In some cases, Fishman changed the articles' wording to better fit his column. For example, in his piece entitled "How To Choose One Job Offer Over Another," Fishman uses an article originally written for MilitaryHire.com:

MilitaryHire:

Compared to private industry salaries, most service members have earned below the norm. Therefore, it's natural that salary issues are at the top of the list of factors by which veterans choose one job over the other.

Fishman's Corner:

Compared to an experienced veteran, most new job hunters have earned below the norm. Therefore, it's natural that salary issues are at the top of the list of factors by which new job hunters choose one job over the other.

And in a column on browser hijacking, Fishman changed the name and location of an information-technology director. In the original piece, the South African Press Association attributed a quote to Frank Felzmann from the German Federal Office for Security in Information Technology (BSI) in Bonn. In Fishman's piece, the same quote is attributed to Frank Feldman from the BSI in Tel Aviv.

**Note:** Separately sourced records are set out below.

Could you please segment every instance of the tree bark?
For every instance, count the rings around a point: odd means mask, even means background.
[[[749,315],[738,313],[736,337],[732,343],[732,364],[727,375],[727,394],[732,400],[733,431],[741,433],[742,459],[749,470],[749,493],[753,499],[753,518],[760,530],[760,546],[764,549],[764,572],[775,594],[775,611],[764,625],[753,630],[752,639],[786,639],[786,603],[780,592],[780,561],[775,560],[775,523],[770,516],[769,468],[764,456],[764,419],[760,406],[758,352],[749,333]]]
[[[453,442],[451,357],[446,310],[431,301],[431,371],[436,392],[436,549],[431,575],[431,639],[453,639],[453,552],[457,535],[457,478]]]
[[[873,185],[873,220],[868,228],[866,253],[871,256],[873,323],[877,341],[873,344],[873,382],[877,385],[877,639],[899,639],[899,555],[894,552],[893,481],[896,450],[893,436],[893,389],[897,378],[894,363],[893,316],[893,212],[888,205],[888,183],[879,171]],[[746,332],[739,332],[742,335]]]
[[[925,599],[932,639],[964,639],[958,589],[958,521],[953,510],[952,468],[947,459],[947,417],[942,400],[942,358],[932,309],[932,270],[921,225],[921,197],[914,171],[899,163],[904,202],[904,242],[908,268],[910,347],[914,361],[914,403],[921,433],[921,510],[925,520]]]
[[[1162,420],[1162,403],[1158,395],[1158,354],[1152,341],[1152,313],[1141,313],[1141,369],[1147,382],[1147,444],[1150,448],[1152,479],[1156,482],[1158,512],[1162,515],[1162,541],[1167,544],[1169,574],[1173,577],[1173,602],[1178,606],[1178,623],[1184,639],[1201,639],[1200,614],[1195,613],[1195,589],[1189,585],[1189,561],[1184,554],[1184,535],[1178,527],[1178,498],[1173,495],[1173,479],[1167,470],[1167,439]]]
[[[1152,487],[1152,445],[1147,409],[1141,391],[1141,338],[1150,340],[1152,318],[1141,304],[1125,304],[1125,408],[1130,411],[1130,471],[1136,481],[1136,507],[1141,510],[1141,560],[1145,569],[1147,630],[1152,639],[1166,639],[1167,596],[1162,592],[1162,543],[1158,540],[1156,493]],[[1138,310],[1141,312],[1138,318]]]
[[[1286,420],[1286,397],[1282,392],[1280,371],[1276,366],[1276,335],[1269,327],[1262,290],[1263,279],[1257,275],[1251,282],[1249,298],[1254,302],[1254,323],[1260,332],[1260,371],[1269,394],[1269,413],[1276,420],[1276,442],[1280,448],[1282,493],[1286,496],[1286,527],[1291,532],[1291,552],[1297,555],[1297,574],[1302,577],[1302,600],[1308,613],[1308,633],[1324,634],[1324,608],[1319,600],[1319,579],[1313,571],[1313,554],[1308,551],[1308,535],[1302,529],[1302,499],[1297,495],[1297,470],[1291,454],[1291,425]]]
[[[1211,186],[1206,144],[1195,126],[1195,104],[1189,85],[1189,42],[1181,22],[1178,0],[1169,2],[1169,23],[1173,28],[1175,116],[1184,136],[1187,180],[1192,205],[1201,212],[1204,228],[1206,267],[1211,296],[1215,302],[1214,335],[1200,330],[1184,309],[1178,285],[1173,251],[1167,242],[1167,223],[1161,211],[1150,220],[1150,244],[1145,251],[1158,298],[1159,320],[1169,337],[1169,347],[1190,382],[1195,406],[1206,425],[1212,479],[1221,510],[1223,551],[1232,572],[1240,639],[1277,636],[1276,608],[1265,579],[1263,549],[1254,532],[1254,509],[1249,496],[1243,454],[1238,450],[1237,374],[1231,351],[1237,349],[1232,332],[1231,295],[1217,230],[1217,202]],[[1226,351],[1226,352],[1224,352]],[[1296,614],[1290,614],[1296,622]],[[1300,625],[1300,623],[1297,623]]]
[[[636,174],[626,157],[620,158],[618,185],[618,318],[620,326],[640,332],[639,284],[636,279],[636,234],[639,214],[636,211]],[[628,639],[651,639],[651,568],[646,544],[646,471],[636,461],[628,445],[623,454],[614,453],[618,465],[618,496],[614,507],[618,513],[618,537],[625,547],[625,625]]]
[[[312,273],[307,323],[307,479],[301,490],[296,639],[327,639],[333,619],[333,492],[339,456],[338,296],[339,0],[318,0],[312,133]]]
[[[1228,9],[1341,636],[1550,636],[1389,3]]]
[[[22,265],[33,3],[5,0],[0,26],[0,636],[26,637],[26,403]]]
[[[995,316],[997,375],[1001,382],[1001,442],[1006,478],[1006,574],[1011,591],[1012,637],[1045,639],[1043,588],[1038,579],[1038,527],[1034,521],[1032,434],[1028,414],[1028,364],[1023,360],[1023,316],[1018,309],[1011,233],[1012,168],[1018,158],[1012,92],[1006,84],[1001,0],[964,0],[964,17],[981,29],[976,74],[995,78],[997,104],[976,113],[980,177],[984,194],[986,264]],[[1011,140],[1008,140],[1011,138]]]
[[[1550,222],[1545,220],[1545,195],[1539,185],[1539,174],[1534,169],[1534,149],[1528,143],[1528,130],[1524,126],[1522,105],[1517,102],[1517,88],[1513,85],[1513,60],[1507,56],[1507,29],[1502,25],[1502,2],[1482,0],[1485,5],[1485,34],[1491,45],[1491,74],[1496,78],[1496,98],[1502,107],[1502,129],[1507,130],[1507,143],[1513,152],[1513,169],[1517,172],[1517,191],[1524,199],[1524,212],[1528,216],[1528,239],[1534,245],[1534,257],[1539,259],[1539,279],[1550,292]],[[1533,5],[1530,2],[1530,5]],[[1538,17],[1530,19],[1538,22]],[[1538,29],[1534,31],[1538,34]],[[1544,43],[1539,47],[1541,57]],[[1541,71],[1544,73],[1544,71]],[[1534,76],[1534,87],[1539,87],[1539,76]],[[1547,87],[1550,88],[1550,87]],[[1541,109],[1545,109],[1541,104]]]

In a piece on Adware, Fishman borrowed heavily from a Seattle Times article on the man behind Claria. But to keep the story applicable to all Adware sites, Fishman clumsily manipulated a quote from Adware critic Ben Edelman.

Seattle Times:

"Claria presents its notice and consent ... in such a manner that most users mindlessly press 'accept' without understanding that what they're accepting is extra pop-ups,"

Fishman's Corner:

Some of the larger adware companies "presents its notice and consent ... in such a manner that most users mindlessly press 'accept' without understanding that what they're accepting is extra pop-ups,"

Perhaps most indicative of the extent of Fishman's plagiarism is the wide variety of sources from which he copies. Fishman represented good-sized chunks from each of the following sources as his own:

Associated Press
Financial Times
Information Week
E-Commerce Times
Search Engine Journal
The Nation
P2PNet
NewsFactor Magazine
Internet Retailer
Web Marketing Today
Internet World Magazine
Information Week
The Hollywood Reporter
ClickZ.com
People's Daily Online
iMedia Connection
Always On

He also wrote up as his own parts of:

A SendTec press release
A USC press release
A research paper by a Maryland scientist
A newsletter highlighting accomplishments at the University of Chicago's business school

It is strange that an online columnist would risk plagiarizing so many articles, when such deception is so easily sussed out online. But as Fishman wrote in a column about the power of search engines, "This is the infancy, or even pre-infancy, of search engines becoming answer engines for certain types of factual questions." Google was able to answer the question of whether that line was an original thought by Fishman. The answer is no: It's a quote from an InformationWeek interview with SearchEngineWatch.com analyst Gary Price.

When Gelf spoke to Fishman over the phone, he apologized profusely and said that Digital Moses would immediately remove his columns.